The Metropolitan Opera's cheesy-looking production of Massenet's opera still works as a vehicle for star Renee Fleming.

By New York City
Renée Fleming and Thomas Hampson in Thais
(© Ken Howard)
Renée Fleming and Thomas Hampson in Thais
(© Ken Howard)
The Egyptian desert serving as ascetic home to the priests and nuns in Jules Massenet's 1894 opera Thais, adapted from Anatole France's satirical novel, can be taken as a metaphor for the dry stretches found not only in much of the composer's writing, but also in John Cox's Metropolitan Opera production. There simply isn't a lot to look at: some dunes, a palm tree or three (the palms are gilded as if supposedly prospering in the Alexandria locale) and a couple of staircases for star Renee Fleming to descend in sumptuous Christian Lacroix costumes.

This slightly cheesy-looking 2002 undertaking has been borrowed from the Lyric Opera Chicago as a Fleming showcase, and patrons who toughed out the opening performance got enough of the soprano singing with golden radiance to justify their time and trouble. Fleming, who acted the role quite well, had no trouble getting to the gorgeous final high D of the work's most famous aria, "Dis-moi que je suis belle." The desperation Fleming conveyed while singing and pacing the stage as a courtesan fearing the deterioration of her beauty is a testament to the diva's continuing diva-hood. Her Thais is a woman who needs her mirror so violently that she hugs it.

The opera's two-handed scenes between sybaritic Thais and Cenobite monk Athanael (Thomas Hampson) show Massenet at his darkly melodious -- but in no way satirical -- best. Athanael has made it his mission to convert Thais to Christianity and thereby save her tarnished soul, and the several lengthy exchanges during which he accomplishes his task -- but eventually regrets his disdain for pleasures of the flesh -- are subtle, yet passionate.
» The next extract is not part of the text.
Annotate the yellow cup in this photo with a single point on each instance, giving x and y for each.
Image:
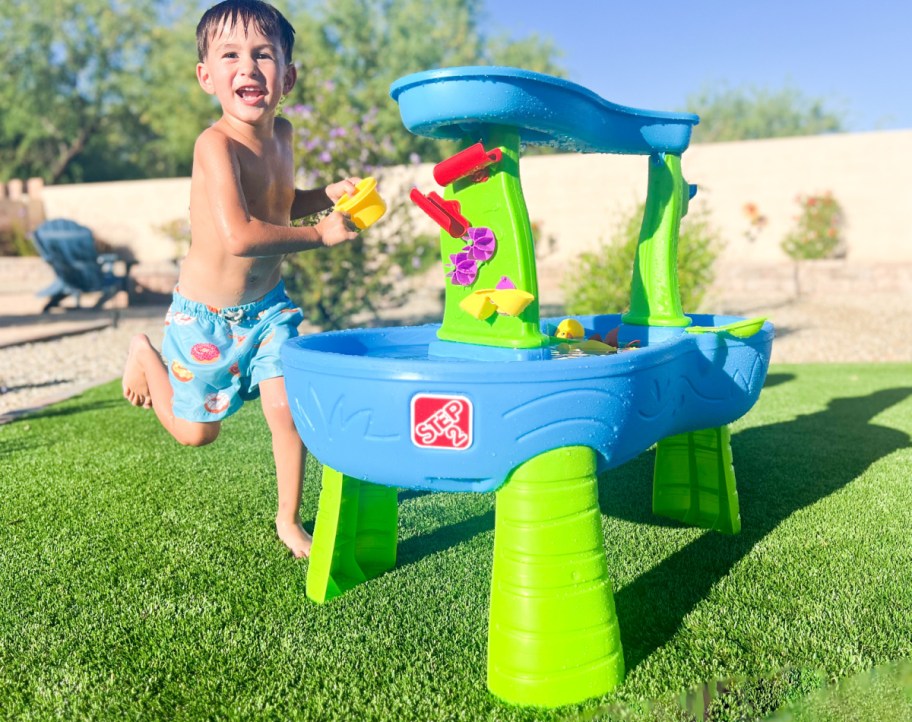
(366, 207)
While the orchestra thrums, Fleming gets the passion, as does Hampson, whose singing is less than its most striking and shows signs of a weakening vibrato. The final scene -- when Thais is about to go to the God whom she's discovered but Athanael realizes he desires Thais' body as much as her spiritual well-being -- contains Massenet's choicest composing, and its conflicting anxiety and serenity is conducted exquisitely by Jesus Lopez-Cobos. The other musical peak is the "Meditation" played between acts two and three, here done by David Chan, who will have listeners thinking of him as comparable to the most supreme violin soloists.
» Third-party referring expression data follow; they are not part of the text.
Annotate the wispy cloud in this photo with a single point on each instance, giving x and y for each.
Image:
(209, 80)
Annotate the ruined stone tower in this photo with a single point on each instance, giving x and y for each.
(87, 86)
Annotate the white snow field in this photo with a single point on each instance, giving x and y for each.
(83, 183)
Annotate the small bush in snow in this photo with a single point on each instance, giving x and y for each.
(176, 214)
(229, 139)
Much of Massenet's score may not necessarily be as dry as desert sand, but it does occasionally contain the music equivalent of some of those eventually boring Saharan vistas. The happenstance doesn't help the effectiveness of Michael Schade, who plays Thais' erstwhile fiance in a martinet's mustache, Alain Vernhes as head Cenobite monk Palemon, or the relatively small choral ensembles. Moreover, Cox's direction only complicates matters when more than Fleming and Hampson are populating the sometimes cramped and awkward sets. Nonetheless, the opera ultimately remains a soprano's vehicle that Fleming rides with glory.